For 1961, Chevrolet again had a totally new body, not just new sheetmetal. Its wheelbase remained 119 in, but its length was now reduced slightly to 209.3 in.
All engines options of the previous year remained in effect with the standard engines being the 235.5 CID Six of 135 hp or the 283 CID V8 of 170 hp. The V8 cost $110 more than the Six and weighed 5 lb less. GM discontinued the Chevrolet Parkwood name for 1962, instead naming their station wagons after their series names: Biscayne, Bel Air and Impala.

===Safety===
Chevrolet's 1961 Parkwood (as well as all other full size Chevrolets) featured a shortened version of Chevrolet's "Safety-Girder" cruciform frame introduced in '58. Similar in layout to the frame adopted for the 1957 Cadillac, it featured box-section side rails and a boxed front cross member that bowed under the engine, these "x-frames" were used on other 1958 to 1964 Chevys, as well as Cadillac. The rear was tied together by a channel-section cross member. This design was later criticized as providing less protection in the event of a side impact collision, but would persevere until 1965.

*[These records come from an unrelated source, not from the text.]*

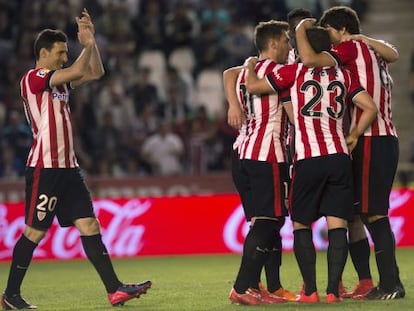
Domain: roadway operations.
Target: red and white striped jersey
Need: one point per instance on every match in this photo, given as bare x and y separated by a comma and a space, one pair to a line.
319, 98
374, 76
48, 114
266, 120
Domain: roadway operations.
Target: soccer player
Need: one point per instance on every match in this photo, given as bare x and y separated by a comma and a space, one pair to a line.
293, 18
260, 171
368, 59
54, 185
322, 174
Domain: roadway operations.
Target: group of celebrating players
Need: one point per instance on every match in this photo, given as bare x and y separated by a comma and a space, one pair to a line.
316, 139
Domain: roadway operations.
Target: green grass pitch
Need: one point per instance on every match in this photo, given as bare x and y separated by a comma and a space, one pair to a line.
196, 283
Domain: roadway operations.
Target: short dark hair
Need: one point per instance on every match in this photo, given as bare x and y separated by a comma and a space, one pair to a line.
298, 13
340, 17
318, 38
46, 39
268, 30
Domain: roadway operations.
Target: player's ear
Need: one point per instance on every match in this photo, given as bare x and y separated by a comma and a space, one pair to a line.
43, 53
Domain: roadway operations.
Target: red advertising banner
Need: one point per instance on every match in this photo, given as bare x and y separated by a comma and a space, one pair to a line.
203, 224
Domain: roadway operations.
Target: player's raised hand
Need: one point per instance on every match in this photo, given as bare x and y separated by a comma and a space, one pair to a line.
250, 63
85, 35
88, 20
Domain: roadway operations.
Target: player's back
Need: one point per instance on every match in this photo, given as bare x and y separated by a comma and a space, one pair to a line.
266, 120
319, 100
373, 75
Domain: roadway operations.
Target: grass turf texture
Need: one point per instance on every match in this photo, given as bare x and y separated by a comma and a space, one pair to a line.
196, 283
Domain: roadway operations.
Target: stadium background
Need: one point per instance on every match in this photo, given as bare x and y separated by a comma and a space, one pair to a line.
182, 62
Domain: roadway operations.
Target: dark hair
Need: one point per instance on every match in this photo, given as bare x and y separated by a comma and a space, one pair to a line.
46, 39
318, 38
340, 17
265, 31
298, 13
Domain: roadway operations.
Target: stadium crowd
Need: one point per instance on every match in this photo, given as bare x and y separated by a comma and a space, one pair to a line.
160, 108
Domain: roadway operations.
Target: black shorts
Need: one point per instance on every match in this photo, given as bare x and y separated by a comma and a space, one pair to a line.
263, 187
241, 182
56, 191
374, 161
322, 186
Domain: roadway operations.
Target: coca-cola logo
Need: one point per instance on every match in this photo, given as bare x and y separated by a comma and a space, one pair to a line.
121, 235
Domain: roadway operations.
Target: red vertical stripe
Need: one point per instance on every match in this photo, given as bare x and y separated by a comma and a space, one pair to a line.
33, 196
52, 133
365, 174
65, 133
264, 102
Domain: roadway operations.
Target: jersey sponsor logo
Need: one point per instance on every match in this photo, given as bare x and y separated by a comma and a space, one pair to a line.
42, 73
60, 96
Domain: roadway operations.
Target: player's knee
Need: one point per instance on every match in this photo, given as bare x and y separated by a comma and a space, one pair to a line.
87, 226
33, 234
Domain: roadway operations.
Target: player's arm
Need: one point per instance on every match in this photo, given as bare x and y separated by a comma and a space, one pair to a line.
235, 115
384, 49
254, 84
78, 69
95, 67
369, 112
307, 54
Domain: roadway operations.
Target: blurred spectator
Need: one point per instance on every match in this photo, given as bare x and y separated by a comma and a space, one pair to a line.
143, 92
175, 108
237, 45
181, 26
114, 117
149, 26
216, 14
207, 47
262, 10
113, 98
163, 151
107, 146
17, 136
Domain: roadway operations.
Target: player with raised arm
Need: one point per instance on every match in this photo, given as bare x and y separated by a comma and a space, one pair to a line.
368, 59
54, 184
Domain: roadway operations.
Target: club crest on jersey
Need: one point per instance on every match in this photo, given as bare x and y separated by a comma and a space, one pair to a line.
42, 73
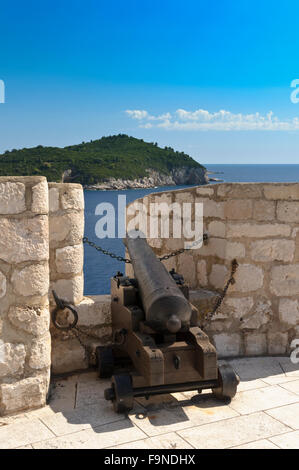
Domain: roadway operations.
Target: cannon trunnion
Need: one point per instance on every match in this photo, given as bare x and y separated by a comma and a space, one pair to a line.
158, 346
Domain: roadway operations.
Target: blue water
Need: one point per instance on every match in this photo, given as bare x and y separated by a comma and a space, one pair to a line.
98, 268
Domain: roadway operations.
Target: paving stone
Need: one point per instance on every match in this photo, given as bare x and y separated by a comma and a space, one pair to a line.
290, 369
89, 393
22, 433
98, 438
292, 386
167, 441
262, 399
288, 415
165, 420
72, 421
261, 444
233, 432
289, 440
251, 385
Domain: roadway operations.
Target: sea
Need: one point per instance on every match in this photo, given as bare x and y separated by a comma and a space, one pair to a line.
98, 268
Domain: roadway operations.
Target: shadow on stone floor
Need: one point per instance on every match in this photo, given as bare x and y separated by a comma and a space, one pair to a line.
79, 399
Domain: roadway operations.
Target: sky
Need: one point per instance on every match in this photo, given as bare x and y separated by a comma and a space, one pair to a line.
210, 78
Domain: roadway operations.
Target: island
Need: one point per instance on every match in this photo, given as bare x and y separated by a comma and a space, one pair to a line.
113, 162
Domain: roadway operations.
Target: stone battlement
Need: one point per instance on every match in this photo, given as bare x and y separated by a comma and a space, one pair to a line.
41, 230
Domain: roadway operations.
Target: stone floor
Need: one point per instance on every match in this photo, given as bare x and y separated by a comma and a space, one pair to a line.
264, 414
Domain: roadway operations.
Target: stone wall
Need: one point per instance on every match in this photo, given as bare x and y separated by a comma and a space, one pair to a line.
258, 224
41, 230
24, 283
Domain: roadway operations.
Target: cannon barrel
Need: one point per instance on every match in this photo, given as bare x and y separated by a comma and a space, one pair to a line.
164, 304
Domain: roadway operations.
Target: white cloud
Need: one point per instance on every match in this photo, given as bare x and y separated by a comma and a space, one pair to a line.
203, 120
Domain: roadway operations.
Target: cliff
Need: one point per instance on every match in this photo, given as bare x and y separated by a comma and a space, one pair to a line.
177, 176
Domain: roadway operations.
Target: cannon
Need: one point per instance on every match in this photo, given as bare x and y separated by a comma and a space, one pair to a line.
158, 345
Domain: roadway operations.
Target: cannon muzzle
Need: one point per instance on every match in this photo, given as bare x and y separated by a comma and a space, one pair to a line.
166, 308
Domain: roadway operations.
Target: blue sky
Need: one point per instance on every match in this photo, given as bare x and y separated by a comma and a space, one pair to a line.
72, 70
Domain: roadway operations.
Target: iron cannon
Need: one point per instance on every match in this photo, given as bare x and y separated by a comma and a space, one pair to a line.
158, 345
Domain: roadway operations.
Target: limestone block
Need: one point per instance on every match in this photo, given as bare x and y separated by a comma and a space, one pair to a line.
296, 257
277, 343
72, 198
205, 191
67, 227
94, 310
238, 307
287, 192
263, 210
53, 199
12, 198
238, 209
69, 259
288, 211
24, 394
186, 267
212, 208
33, 320
155, 242
12, 358
204, 300
70, 290
2, 285
248, 278
289, 311
214, 247
40, 200
255, 344
24, 239
285, 280
227, 345
260, 315
234, 250
218, 276
31, 280
67, 356
273, 250
202, 276
240, 190
217, 228
238, 230
40, 355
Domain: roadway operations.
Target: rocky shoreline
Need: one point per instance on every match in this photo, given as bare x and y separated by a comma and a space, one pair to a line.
177, 176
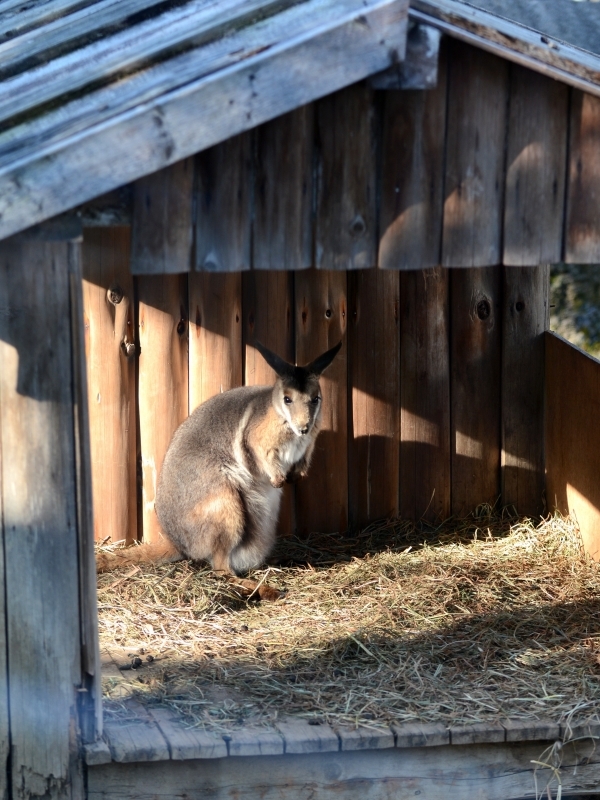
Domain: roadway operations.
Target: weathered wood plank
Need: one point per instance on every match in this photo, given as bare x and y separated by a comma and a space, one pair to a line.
475, 344
223, 220
425, 394
536, 162
162, 225
346, 196
282, 232
572, 443
39, 518
582, 235
266, 82
162, 379
183, 742
474, 182
321, 319
525, 317
374, 383
268, 305
463, 772
215, 341
108, 306
412, 161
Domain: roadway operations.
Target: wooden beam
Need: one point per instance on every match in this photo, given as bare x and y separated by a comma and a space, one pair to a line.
157, 122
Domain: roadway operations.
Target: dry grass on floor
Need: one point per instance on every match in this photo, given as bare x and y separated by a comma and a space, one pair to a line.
477, 620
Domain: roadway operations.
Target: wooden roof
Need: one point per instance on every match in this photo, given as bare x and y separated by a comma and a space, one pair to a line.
96, 94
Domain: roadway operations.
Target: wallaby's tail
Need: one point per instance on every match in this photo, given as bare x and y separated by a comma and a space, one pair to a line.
160, 552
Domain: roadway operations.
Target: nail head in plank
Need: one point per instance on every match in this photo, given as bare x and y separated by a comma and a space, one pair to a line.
524, 730
255, 742
363, 738
536, 163
184, 742
300, 737
474, 181
477, 733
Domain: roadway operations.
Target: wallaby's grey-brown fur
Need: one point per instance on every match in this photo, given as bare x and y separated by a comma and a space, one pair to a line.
219, 489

===Chevrolet Parkwood Discontinuation and Replacement===
GM discontinued the Chevrolet Parkwood wagon nameplate (as well as the Brookwood and Nomad wagon names) for 1962, instead naming their station wagons after their series names: Biscayne (replacing Brookwood directly), Bel Air and Impala. The 1962-'64 Biscayne, Bel Air, and Impala wagons were very similar to Chevy's 1961 wagon models.